Alternatively, the pivot function can be replaced by the function schema.fieldsAsCols. schema.fieldsAsCols is a special application of the pivot function that pivots on _field and _time columns to align fields.

FluxInfluxQL
import "influxdata/influxdb/schema"

from(bucket: "netdatatsdb/autogen")
 |> range(start: -1d)
 |> filter(fn: (r) => r._measurement == "vps_space")
 |> filter(fn: (r) => r.host == "vpsfrsqlpac1")
 |> filter(fn: (r) => r._field == "used"
                      or r._field == "available")
 |> schema.fieldsAsCols()
 |> map(fn: (r) => (
        { r with pctspace:
          (r.used / (r.used + r.available)) * 100.0
        }
    ))
 |> max(column: "pctspace")

SELECT max(pctspace)
FROM (
   SELECT (used / (used + available)) * 100
            AS pctspace
   FROM "netdatatsdb"."autogen"."vps_space"
   WHERE (host ='vpsfrsqlpac1' AND time > now() -1d)
)

Copying data

In InfluxDB v1.x, SELECT INTO statements are used to copy data from one measurement to another.

In InfluxDB v2, use the function to().

Notice in the below example the set function to change the measurement name in order to copy the data into the same bucket.

FluxInfluxQL
from(bucket: "netdatatsdb/autogen")
  |> range(start: -10d)
  |> filter(fn: (r) => r._measurement == "vpsmetrics")
  |> filter(fn: (r) => r._field == "value")
  |> aggregateWindow(every: 1h, fn: mean,
                     createEmpty: false)
  |> set(key: "_measurement", value: "vpsmetrics1h")
  |> to(org: "sqlpac", bucket: "netdatatsdb/autogen")
SELECT mean(value)
INTO netdatatsdb.autogen.vpsmetrics1h
FROM netdatatsdb.autogen.vpsmetrics
WHERE time >= now() - 10d
GROUP BY time(1h) FILL(none)

Translation tool, influx client transpile option

Not sure it is really the case, but it seems InfluxQL queries are translated to Flux queries to ensure InfluxQL queries support in InfluxDB v2 engines. The influx client transpile option displays translations, a such mechanism exists. A good help and a good starting point when migrating InfluxQL queries to Flux syntax, just some adjustments to apply (range time…) and then testings.

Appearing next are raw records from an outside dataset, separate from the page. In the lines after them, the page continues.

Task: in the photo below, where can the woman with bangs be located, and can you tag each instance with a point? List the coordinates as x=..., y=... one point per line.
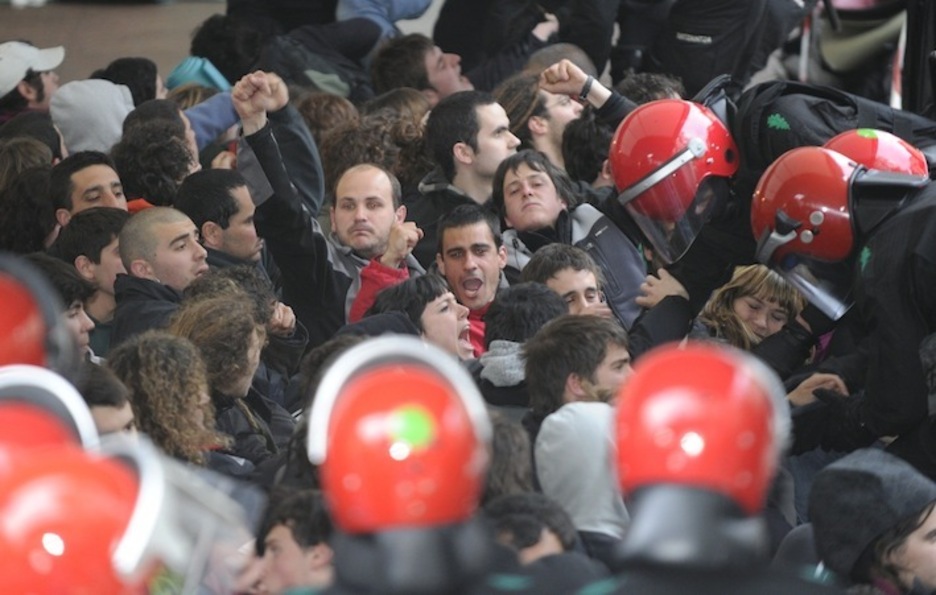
x=755, y=304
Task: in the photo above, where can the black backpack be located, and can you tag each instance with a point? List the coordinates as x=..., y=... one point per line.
x=774, y=117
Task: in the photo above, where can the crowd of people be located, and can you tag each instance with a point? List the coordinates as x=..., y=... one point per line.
x=330, y=308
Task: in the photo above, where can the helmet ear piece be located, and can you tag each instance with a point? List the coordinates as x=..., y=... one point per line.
x=33, y=332
x=880, y=150
x=702, y=417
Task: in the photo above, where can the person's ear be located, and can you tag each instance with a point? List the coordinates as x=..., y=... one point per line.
x=538, y=125
x=63, y=216
x=463, y=153
x=575, y=389
x=27, y=91
x=605, y=173
x=142, y=269
x=85, y=267
x=319, y=556
x=211, y=234
x=432, y=96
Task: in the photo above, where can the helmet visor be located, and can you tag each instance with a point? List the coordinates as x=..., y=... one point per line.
x=670, y=226
x=827, y=285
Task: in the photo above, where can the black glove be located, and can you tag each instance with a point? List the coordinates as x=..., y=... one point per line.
x=831, y=423
x=819, y=323
x=845, y=431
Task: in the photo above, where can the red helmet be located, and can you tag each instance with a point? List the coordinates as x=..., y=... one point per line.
x=877, y=149
x=124, y=520
x=801, y=217
x=664, y=158
x=401, y=435
x=702, y=416
x=67, y=512
x=30, y=331
x=40, y=408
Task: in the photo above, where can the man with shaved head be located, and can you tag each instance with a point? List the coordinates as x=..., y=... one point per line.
x=85, y=180
x=159, y=248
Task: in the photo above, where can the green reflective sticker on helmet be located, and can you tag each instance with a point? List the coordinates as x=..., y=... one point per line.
x=412, y=425
x=777, y=122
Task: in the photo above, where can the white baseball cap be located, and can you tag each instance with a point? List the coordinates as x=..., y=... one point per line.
x=17, y=58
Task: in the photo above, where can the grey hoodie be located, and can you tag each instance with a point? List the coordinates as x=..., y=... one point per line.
x=574, y=464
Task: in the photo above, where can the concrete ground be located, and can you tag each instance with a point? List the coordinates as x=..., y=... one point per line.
x=96, y=33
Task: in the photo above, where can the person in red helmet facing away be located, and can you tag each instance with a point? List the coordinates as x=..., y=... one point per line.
x=111, y=516
x=852, y=237
x=700, y=431
x=402, y=438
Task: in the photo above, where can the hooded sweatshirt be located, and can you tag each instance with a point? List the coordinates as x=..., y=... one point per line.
x=575, y=468
x=90, y=114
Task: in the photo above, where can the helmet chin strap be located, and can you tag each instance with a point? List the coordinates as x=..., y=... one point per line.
x=877, y=195
x=691, y=527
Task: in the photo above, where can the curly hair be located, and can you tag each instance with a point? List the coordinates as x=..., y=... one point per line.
x=152, y=161
x=521, y=98
x=383, y=138
x=222, y=329
x=753, y=280
x=239, y=281
x=18, y=154
x=166, y=377
x=325, y=111
x=27, y=218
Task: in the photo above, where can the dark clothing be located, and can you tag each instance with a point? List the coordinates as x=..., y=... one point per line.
x=704, y=38
x=588, y=24
x=281, y=356
x=100, y=337
x=895, y=299
x=615, y=254
x=282, y=15
x=142, y=305
x=459, y=559
x=509, y=61
x=260, y=432
x=435, y=199
x=678, y=580
x=320, y=275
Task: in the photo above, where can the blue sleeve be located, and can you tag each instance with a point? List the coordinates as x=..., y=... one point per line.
x=211, y=118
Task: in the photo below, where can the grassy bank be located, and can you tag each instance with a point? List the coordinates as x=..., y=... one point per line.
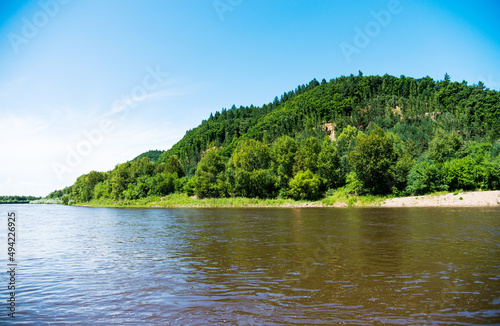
x=338, y=199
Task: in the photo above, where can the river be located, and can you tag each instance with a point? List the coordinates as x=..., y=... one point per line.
x=310, y=266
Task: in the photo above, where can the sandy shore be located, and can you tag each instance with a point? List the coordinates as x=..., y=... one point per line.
x=466, y=199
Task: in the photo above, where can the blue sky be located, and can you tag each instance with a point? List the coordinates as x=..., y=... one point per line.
x=85, y=85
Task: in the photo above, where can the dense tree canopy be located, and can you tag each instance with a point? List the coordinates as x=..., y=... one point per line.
x=369, y=134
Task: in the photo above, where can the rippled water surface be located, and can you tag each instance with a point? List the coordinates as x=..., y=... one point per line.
x=99, y=266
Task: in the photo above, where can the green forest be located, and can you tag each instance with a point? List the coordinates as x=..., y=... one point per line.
x=366, y=135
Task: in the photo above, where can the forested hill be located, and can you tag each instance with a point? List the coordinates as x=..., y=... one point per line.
x=368, y=134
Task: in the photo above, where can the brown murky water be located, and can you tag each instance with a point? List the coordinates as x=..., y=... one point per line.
x=94, y=266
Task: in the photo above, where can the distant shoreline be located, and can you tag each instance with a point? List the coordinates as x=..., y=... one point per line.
x=457, y=199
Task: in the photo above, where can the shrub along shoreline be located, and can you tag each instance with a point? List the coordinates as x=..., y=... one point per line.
x=338, y=199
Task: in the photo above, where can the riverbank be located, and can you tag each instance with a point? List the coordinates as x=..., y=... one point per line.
x=337, y=199
x=457, y=199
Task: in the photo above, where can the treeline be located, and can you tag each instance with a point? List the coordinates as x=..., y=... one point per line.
x=17, y=199
x=369, y=135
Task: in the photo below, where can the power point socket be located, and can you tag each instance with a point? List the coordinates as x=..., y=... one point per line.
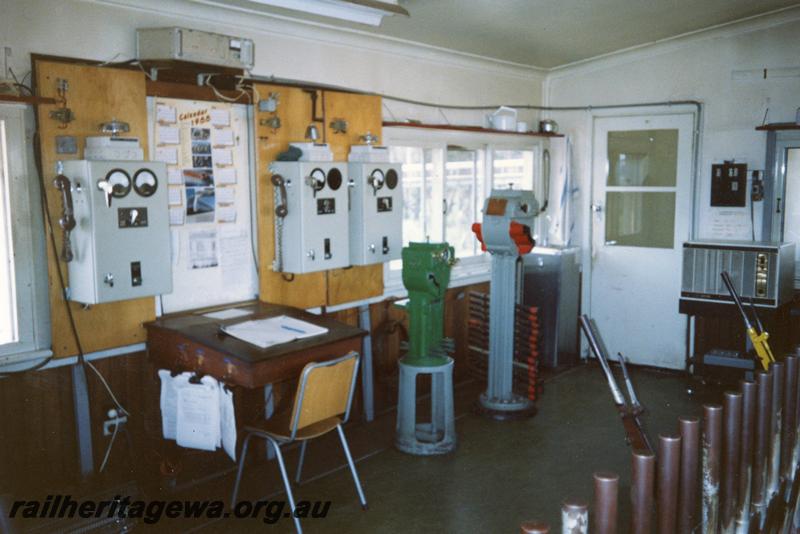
x=114, y=421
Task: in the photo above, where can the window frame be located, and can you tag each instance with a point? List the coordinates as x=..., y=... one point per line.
x=472, y=269
x=27, y=238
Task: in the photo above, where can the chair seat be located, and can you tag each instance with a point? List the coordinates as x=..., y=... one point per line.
x=279, y=427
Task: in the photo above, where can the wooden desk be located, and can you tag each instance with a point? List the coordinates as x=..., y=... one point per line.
x=192, y=342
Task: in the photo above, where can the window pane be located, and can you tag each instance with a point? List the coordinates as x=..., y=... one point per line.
x=8, y=305
x=643, y=158
x=635, y=219
x=512, y=167
x=460, y=181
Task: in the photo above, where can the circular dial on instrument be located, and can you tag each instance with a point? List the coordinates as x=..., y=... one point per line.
x=145, y=182
x=334, y=178
x=120, y=182
x=392, y=179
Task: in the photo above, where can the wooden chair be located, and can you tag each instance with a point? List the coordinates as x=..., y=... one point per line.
x=321, y=404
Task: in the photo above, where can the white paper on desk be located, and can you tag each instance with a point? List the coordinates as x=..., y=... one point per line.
x=169, y=401
x=198, y=415
x=273, y=331
x=227, y=418
x=230, y=313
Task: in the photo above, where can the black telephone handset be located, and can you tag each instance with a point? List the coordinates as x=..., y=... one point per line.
x=281, y=210
x=67, y=220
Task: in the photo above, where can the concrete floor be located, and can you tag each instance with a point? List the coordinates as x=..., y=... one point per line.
x=501, y=474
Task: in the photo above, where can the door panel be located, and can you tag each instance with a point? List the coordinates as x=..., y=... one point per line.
x=641, y=214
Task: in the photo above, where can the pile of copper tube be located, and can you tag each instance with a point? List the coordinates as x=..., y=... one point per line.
x=735, y=470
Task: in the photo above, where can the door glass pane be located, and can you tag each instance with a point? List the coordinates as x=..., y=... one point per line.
x=646, y=158
x=637, y=219
x=459, y=193
x=8, y=305
x=513, y=167
x=791, y=230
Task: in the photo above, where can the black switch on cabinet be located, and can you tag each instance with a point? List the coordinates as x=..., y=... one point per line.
x=136, y=273
x=729, y=185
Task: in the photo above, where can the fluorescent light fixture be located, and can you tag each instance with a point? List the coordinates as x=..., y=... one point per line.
x=369, y=12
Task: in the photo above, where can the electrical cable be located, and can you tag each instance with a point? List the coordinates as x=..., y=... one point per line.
x=108, y=449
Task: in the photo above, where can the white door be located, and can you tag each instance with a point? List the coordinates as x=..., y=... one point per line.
x=641, y=215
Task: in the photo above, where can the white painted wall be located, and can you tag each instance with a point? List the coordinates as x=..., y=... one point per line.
x=285, y=48
x=697, y=67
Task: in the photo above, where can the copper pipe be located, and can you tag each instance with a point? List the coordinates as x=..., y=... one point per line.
x=643, y=465
x=574, y=517
x=534, y=527
x=711, y=456
x=761, y=447
x=749, y=394
x=604, y=513
x=731, y=452
x=669, y=461
x=789, y=430
x=774, y=477
x=689, y=429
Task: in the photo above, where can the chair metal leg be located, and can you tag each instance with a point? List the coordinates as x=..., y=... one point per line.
x=300, y=461
x=352, y=464
x=239, y=471
x=286, y=484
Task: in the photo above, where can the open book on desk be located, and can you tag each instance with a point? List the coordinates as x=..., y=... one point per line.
x=273, y=331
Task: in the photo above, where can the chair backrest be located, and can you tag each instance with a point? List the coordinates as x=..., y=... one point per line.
x=325, y=390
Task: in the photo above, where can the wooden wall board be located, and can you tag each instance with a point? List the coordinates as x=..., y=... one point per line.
x=95, y=95
x=363, y=113
x=294, y=112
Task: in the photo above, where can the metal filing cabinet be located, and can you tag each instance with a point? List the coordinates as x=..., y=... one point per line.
x=552, y=278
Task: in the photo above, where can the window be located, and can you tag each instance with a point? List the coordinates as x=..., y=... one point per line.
x=446, y=178
x=24, y=326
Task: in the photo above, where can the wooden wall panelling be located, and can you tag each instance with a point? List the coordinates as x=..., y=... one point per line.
x=95, y=95
x=362, y=113
x=294, y=111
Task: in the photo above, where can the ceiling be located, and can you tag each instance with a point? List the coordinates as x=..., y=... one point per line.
x=549, y=33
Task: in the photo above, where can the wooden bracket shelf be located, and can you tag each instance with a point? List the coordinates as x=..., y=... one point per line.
x=27, y=99
x=476, y=129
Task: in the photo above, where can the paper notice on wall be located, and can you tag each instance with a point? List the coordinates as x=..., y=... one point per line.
x=175, y=196
x=167, y=155
x=174, y=176
x=222, y=156
x=220, y=117
x=730, y=224
x=223, y=137
x=227, y=418
x=199, y=415
x=169, y=135
x=176, y=216
x=226, y=214
x=225, y=176
x=236, y=254
x=226, y=195
x=166, y=114
x=203, y=249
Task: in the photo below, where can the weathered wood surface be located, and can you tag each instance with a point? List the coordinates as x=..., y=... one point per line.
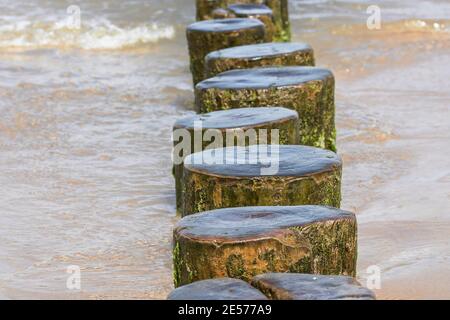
x=206, y=36
x=280, y=9
x=259, y=55
x=307, y=90
x=243, y=176
x=217, y=289
x=290, y=286
x=257, y=11
x=229, y=124
x=245, y=242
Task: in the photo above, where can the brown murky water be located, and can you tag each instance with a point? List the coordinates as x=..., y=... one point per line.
x=85, y=123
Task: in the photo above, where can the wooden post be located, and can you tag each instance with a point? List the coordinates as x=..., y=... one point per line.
x=307, y=90
x=224, y=125
x=217, y=289
x=244, y=242
x=257, y=11
x=291, y=286
x=207, y=36
x=259, y=55
x=280, y=9
x=246, y=176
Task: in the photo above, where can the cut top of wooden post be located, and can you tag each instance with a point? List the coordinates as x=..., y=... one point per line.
x=244, y=162
x=225, y=25
x=251, y=9
x=264, y=78
x=242, y=118
x=291, y=286
x=231, y=225
x=217, y=289
x=276, y=54
x=261, y=51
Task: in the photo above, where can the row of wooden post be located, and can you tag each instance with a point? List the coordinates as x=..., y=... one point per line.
x=263, y=229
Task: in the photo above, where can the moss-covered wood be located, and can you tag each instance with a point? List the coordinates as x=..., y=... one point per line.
x=307, y=90
x=252, y=123
x=244, y=242
x=207, y=36
x=280, y=9
x=217, y=289
x=257, y=11
x=291, y=286
x=259, y=55
x=295, y=175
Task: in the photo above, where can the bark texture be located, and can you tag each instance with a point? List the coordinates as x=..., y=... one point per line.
x=217, y=289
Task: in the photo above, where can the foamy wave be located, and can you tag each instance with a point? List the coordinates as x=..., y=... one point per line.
x=101, y=35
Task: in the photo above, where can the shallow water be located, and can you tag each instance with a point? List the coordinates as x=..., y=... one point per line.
x=85, y=128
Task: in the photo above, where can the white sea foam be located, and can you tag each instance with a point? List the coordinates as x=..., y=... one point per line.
x=92, y=35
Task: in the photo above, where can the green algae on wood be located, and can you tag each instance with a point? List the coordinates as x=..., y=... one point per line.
x=291, y=286
x=217, y=289
x=244, y=242
x=259, y=55
x=207, y=36
x=307, y=90
x=280, y=9
x=245, y=176
x=244, y=126
x=257, y=11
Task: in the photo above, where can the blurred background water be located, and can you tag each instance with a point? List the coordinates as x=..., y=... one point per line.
x=85, y=151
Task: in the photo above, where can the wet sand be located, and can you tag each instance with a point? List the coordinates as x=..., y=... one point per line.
x=85, y=151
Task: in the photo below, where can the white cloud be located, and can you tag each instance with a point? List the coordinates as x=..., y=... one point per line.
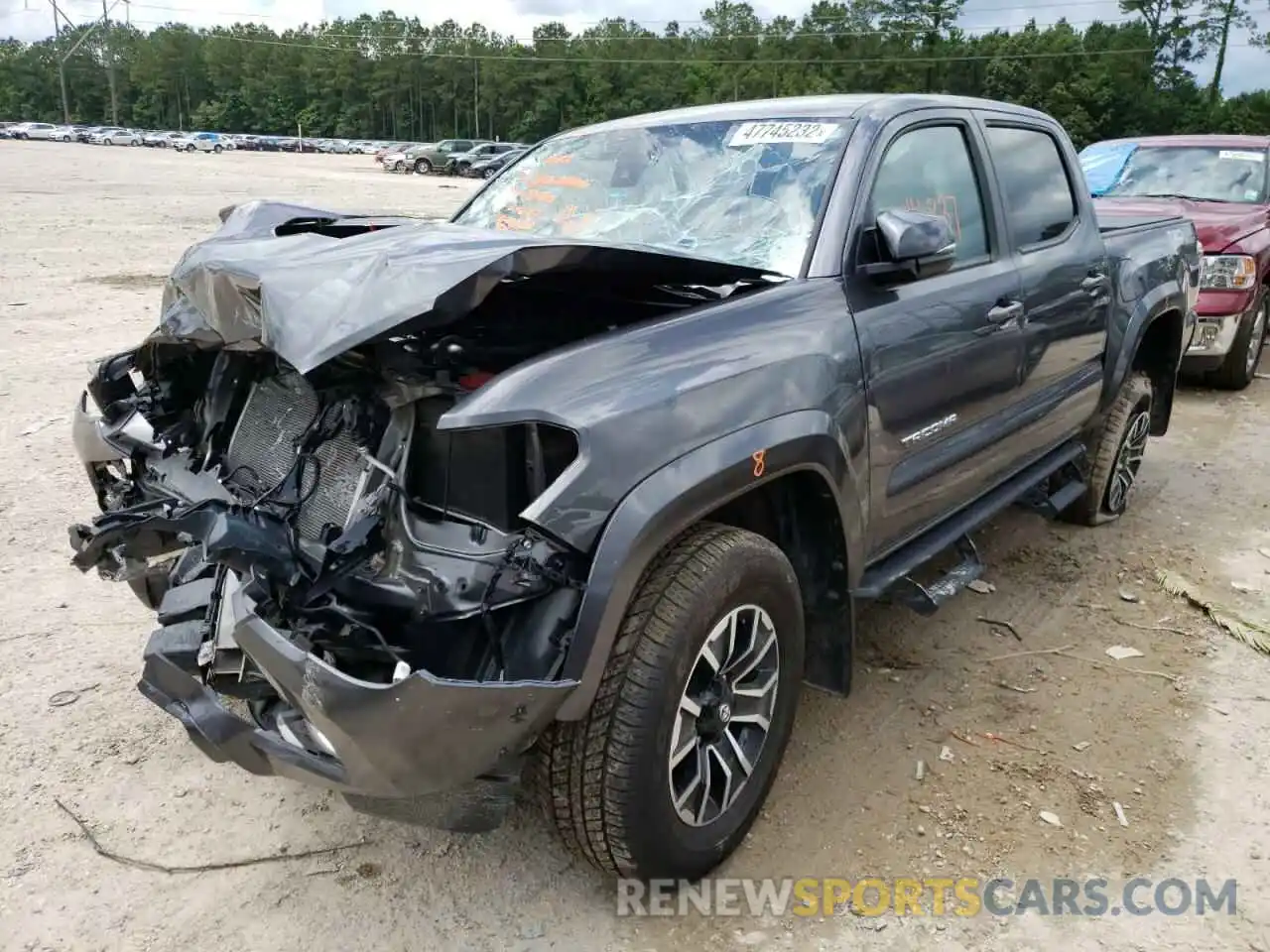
x=33, y=19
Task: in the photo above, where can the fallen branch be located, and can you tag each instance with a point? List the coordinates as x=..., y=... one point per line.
x=1015, y=688
x=202, y=867
x=1120, y=669
x=1007, y=626
x=1251, y=634
x=1153, y=627
x=1035, y=652
x=989, y=735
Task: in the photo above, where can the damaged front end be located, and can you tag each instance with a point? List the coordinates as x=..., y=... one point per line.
x=285, y=481
x=317, y=548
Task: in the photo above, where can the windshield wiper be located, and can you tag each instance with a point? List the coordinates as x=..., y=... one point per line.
x=1170, y=194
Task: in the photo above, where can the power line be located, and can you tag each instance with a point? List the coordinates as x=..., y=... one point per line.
x=690, y=61
x=639, y=21
x=794, y=33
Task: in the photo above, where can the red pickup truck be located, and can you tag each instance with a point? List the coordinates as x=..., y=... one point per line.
x=1220, y=182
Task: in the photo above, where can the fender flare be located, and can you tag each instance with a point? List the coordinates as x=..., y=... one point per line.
x=1171, y=296
x=674, y=498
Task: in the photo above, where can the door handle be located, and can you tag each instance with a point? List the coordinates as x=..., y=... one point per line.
x=1093, y=282
x=1005, y=311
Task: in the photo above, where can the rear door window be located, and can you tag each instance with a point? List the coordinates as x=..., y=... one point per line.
x=1040, y=204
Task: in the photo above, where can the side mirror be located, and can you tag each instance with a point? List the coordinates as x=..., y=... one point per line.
x=916, y=243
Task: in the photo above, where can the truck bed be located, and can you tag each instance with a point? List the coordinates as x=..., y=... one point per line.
x=1111, y=221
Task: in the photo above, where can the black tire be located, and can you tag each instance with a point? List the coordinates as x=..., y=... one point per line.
x=1115, y=449
x=604, y=782
x=1241, y=365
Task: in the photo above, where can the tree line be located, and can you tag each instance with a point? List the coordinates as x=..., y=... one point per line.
x=395, y=77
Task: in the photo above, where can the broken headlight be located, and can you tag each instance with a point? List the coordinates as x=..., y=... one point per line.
x=1227, y=273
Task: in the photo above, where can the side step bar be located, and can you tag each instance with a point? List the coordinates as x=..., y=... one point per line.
x=1026, y=488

influxdb$ influx transpile \
             'SELECT pcpu FROM netdatatsdb.autogen.vpsmetrics WHERE (time > now() -1d and host =~ /^vps/ and host !~ /(de|uk|us)/)'
package main
from(bucket: "netdatatsdb/autogen")
        |> range(start: 2021-02-04T17:16:31.295656071Z, stop: 2262-04-11T23:47:16.854775806Z)
        |> filter(fn: (r) =>
                (r._measurement == "vpsmetrics" and r._field == "pcpu"))
        |> filter(fn: (r) =>
                (r["host"] =~ /^vps/ and r["host"] !~ /(de|uk|us)/))
        |> group(columns: ["_measurement", "_start", "_stop", "_field"], mode: "by")
        |> keep(columns: ["_measurement", "_start", "_stop", "_field", "_time", "_value"])
        |> rename(columns: {_value: "pcpu"})
        |> yield(name: "0")

influxdb$ influx transpile \
             'SELECT mean(pcpu) FROM netdatatsdb.autogen.vpsmetrics WHERE time >= now() - 1w GROUP BY time(15m) FILL(none)'
package main
from(bucket: "netdatatsdb/autogen")
        |> range(start: 2021-01-29T16:25:00.305159561Z, stop: 2021-02-05T16:25:00.305159561Z)
        |> filter(fn: (r) =>
                (r._measurement == "vpsmetrics" and r._field == "pcpu"))
        |> group(columns: ["_measurement", "_start", "_stop", "_field"], mode: "by")
        |> keep(columns: ["_measurement", "_start", "_stop", "_field", "_time", "_value"])
        |> window(every: 15m)
        |> mean()
        |> map(fn: (r) =>
                ({r with _time: r._start}))
        |> window(every: inf)
        |> rename(columns: {_value: "mean"})
        |> yield(name: "0")

Unfortunately, the transpile option does not translate subqueries, an error "unimplemented" is raised :

$ influx transpile \
    'SELECT max(pctspace) FROM ( SELECT (used / (used + available)) * 100 AS pctspace FROM netdatatsdb.autogen.vps_space WHERE (host='vpsfrsqlpac1'  AND time > now() -1d))'
Error: unimplemented: source must be a measurement

Conclusion

One may regret InfluxQL is replaced by Flux, a NoSQL language which seems syntaxically heavier when getting started but Flux language brings features which were not possible with InfluxQL (joins, pivot, SQL external datasources…), these advanced features will be covered in upcoming papers.

It just takes some time to get used to coding with Flux language when coming from SQL language.